Völkerverständigung im Kreis Böblingen Begegnungen, die bereichern
Gemeinsames Fastenbrechen und eine mögliche Partnerstadt in der Türkei festigen Bande zwischen den Kulturen – und sind eine Bereicherung.
Gemeinsames Fastenbrechen und eine mögliche Partnerstadt in der Türkei festigen Bande zwischen den Kulturen – und sind eine Bereicherung.
Sindelfingen schickt sich an, seinen Kreis der Partnerstädte in Richtung Kleinasien zu erweitern: Eine elfköpfige Delegation reiste für zwei Tage in die türkische Küstenregion Muğla, um erste offizielle Bande der Freundschaft zu knüpfen. Aus Beobachtungen vor Ort lässt sich schließen: Das hat geklappt. Der Besuch aus Deutschland wurde mit offenen Armen empfangen. Das aber nicht aus rein wirtschaftlichen oder gar finanziellen Überlegungen. Die Offiziellen auf türkischer Seite betonen, es gehe ihnen vor allem um Annäherung. Eine erfreuliche Avance.
Denn beim genauen Hinsehen wird deutlich, dass eine engere Verbindung in die Türkei für Sindelfingen längst überfällig ist. Der Anteil der Menschen mit Migrationshintergrund liegt in der Daimler-Stadt bei über 50 Prozent. Die Türkischstämmigen bilden darin mit Abstand die größte Gruppe: über 6000 Menschen in der Stadt haben einen türkischen Hintergrund. Sie bilden einen festen Bestandteil der Stadtgesellschaft.
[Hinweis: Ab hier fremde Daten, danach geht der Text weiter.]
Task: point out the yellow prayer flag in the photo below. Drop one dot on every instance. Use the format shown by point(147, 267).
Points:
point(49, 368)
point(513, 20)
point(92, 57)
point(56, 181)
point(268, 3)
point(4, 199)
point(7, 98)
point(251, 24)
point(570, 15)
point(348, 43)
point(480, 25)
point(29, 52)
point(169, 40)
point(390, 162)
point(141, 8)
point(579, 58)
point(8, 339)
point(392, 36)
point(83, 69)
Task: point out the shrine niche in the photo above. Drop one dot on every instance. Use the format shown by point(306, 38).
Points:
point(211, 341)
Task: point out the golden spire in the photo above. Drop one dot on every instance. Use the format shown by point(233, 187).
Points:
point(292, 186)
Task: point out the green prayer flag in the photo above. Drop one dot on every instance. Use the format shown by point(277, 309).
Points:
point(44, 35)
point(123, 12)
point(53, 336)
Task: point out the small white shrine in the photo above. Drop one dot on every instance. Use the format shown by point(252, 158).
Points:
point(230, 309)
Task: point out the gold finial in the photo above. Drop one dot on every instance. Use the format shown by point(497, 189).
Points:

Eine türkische Partnerstadt gäbe dem einen offiziellen Rahmen, wäre ein wichtiges Signal.
Die Partnerschaft würde darüber hinaus die demokratischen und pro-westlichen Kräfte in Muğla stärken. In Person: der Oberbürgermeister der Großstadtgemeinde Ahmet Aras sowie die Bürgermeisterin von Muğla-Mentese, Gonca Köksal. Sie beide stehen exemplarisch für den Politikwechsel in dem Land, der sich nach über 20 Jahren Erdoğan-Regentschaft abzeichnet. Zwar erst auf lokaler Ebene, aber immerhin: Bei den Präsidentschaftswahlen 2024 ging auch die kulturelle Hauptstadt Istanbul an die Sozialdemokraten von der Cumhuriyet Halk Partisi (CHP), der größten Oppositionspartei. Eine Schmach für den zunehmend autoritär regierenden Präsidenten. Unter ihm fährt die Türkei in zunehmend problematisches Fahrwasser: Eine harsch eingeschränkte Pressefreiheit paart sich mit horrenden Inflationsraten von über 20 Prozent.
Die klare Öffnung nach Europa, die Muğlas Oberbürgermeister Ahmet Aras am letzten Abend in den Satz „Europa ist hier“ goss, ist eine ausgestreckte Hand nach Sindelfingen. Sie sollte ergriffen werden in Form einer wohlwollenden Entscheidung im Sindelfinger Gemeinderat. Denn eine andere Städtepartnerschaft hat sich merklich abgekühlt. Im ungarischen Györ spielt Sindelfingen hinter Erfurt, Ingolstadt und Pforzheim nur noch die vierte Geige. Ein frischer Wind aus der Ägäis täte also gut. Auch wenn die Anreise beschwerlicher sein mag als nach Corbeil-Essonnes oder Sondrio.
Die Hand reichen sich Christen und Muslime mittlerweile immer häufiger auch bei der gemeinsamen Tradition des Fastens beziehungsweise des Ramadans. Die Phase des Verzichts fällt in diesem Jahr auf die Zeit zwischen dem 1. und 30. März. Nach Sonnenuntergang darf und soll aber zugegriffen werden, und dies gemeinsam mit anderen Glaubensrichtungen zu tun und sich zu öffnen, ist eine schöne Geste und ein wichtiger Beitrag zur Integration. Sie findet nun schon zum dritten Mal im katholischen Gemeindezentrum St. Bonifatius in Böblingen statt.
Eine muslimische Tradition wird also unter dem Kruzifix zelebriert: Mehr religiöse Grenzüberschreitung geht kaum. Dass sie seit Jahren ohne Nebengeräusche möglich ist und immer mehr Anhänger findet, ist den Machern um Andreas Senn vom interreligiösen Projekt „Dem Himmel nah“ und Oktay Keskin vom Verein „Vision für ein besseres Miteinander“ zu verdanken. Gerade in der aktuellen Weltlage ist ein Austausch wie dieser wichtiger denn je.
In Zeiten, in denen rechtspopulistische Kräfte im Aufwind sind – national wie international – gibt es auf lokaler Ebene also ganz andere, die Völker verbindende Entwicklungen. Das lässt hoffen.